GSoC mid-term: GraphGL, network visualization with WebGL

urban-škudnik

My name is Urban Škudnik and during this Google Summer of Code I develop GraphGL, an open source network visualization library for the Web.

Introduction

GraphGL is a network visualization library designed for rendering (massive) graphs in web browsers and puts dynamic graph exploration on the web another step forward. In short, it calculates the layout of the graph in real time and is therefore suitable for static files (exported GraphML/GEXF files) and for dynamic files (LinkedIn InMaps would be one such example).

As such, it is both a replacement for Gephi and a complimentary tool, similar to Seadragon, providing another method for displaying graphs in a Web browser.

Google-ChromeScreenSnapz001

null Static demo on the Java dataset.
null Static demo on a random graph with 100 nodes and 500 edges.
null Static demo on a random graph with 10,000 nodes and 50,000 edges.
null Static demo on a random graph with 100,000 nodes and 200,000 edges.
null Dynamic demo on Java dependencies dataset.

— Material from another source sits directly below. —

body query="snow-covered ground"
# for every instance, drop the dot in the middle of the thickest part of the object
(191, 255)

Commands: mouse left-button to pan, mouse wheel to zoom.

Alternatives

While having Gephi (renderer, at least) in the browser would be nice, such alternatives are not really realistic – for one, Java in Web browser is not welcomed by many users as it alone is a large resource hog. Another issue that can be raised is it’s integration with the rest of the web environment and issues that a developer can face with integration into his web application. It’s benefit however would be almost native-application performance.

Flash can also be considered for our problem as it supports 3D hardware accelerated graphics but being a proprietary technology it is not particularly attractive, especially for a library that wants to be based on open and standard technologies.

An alternative is aforementioned Seadragon plugin that builds image tiles of the rendered graph and provides interactivity components similar to those found at Google Maps or any other mapping site. As calculating graph layout and rendering itself can be very resource intensive this method can still be encouraged at graphs where unreasonably large amounts of RAM and CPU are required. It’s issue is interactivity and dynamics – after graph is rendered and exported, it can not be easily changed, especially not in real time.

WebGL and Web Workers

However, WebGL and WebWorkers present a solution, that can circumvent the issues of interactivity and dynamics and at the same time offer good performance.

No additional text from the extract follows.